Type Events as a Discriminated Union

Declare your events as a discriminated union and pass it as the handler's StreamEvent. evolve and every decision are then checked against it, and unknown event types surface at compile time:

ts
type ShoppingCartEvent =
  | ProductItemAdded
  | DiscountApplied
  | ShoppingCartConfirmed
  | ShoppingCartCancelled;

Troubleshooting

Version Conflict on Every Write

If every write throws ExpectedVersionConflictError, the expected version you pass is stale. When you track the version yourself, pass the nextExpectedStreamVersion from the previous result into the next call.
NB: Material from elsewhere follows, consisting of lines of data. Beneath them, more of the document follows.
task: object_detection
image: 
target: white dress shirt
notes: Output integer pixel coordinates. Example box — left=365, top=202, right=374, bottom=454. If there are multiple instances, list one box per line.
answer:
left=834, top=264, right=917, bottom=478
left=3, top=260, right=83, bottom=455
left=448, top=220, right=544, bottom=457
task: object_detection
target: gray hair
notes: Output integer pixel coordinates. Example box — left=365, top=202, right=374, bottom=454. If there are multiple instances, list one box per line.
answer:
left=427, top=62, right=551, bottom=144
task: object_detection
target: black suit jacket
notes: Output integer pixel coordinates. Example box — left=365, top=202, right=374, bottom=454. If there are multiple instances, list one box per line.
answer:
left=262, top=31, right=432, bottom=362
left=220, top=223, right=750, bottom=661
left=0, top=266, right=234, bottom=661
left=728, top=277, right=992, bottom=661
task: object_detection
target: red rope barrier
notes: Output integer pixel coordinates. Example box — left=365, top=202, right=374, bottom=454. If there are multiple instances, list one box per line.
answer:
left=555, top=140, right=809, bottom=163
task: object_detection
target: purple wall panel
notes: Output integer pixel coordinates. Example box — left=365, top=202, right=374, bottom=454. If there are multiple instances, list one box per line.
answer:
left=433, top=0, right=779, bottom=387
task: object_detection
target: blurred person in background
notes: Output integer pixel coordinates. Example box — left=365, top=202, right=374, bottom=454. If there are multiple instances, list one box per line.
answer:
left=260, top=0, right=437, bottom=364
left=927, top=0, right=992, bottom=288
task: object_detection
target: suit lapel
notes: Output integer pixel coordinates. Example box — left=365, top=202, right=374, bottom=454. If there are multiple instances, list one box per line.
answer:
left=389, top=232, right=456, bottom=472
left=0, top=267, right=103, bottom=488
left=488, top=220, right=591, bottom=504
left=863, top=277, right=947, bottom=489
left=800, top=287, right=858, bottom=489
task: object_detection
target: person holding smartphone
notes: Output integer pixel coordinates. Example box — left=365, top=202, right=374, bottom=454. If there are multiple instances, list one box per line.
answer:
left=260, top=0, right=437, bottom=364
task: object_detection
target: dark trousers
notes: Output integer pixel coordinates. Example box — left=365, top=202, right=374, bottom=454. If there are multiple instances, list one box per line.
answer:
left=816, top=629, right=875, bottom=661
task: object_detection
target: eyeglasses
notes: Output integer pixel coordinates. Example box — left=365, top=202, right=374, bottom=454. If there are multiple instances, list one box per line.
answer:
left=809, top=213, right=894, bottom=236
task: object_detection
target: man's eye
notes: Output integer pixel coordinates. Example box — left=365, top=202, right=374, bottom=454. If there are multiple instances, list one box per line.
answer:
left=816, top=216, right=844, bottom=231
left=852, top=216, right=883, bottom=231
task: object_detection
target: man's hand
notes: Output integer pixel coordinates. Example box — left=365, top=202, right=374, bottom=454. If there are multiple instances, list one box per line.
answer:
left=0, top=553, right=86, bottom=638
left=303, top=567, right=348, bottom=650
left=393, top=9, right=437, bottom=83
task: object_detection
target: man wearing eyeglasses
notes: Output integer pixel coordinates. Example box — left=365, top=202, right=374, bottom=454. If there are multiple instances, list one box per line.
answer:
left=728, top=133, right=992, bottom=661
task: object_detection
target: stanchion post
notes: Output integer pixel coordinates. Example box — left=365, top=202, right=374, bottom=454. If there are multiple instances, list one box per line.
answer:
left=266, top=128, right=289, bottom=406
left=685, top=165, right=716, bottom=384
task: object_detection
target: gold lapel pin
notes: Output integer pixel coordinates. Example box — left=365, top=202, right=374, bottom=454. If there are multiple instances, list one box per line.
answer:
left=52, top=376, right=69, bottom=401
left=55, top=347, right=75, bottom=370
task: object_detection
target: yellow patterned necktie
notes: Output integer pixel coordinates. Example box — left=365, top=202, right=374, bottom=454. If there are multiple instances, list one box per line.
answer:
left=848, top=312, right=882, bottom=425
When a client supplies it, return the new version as an ETag so the next request carries the current one. To let Emmett recover on its own, set retry.

Nothing Is Appended

If a command runs without error yet no events land, the decision returned an empty array. That is the no-op path, taken when the state leaves nothing to do, such as confirming an already-confirmed cart. Check the guard that returns [].

A Side Effect Fires Twice

If an external call inside a decision fires more than once, a version conflict retried the handler and re-ran the decision. Move the I/O out of the decision and pass its result in, as Keep the Decision Pure shows.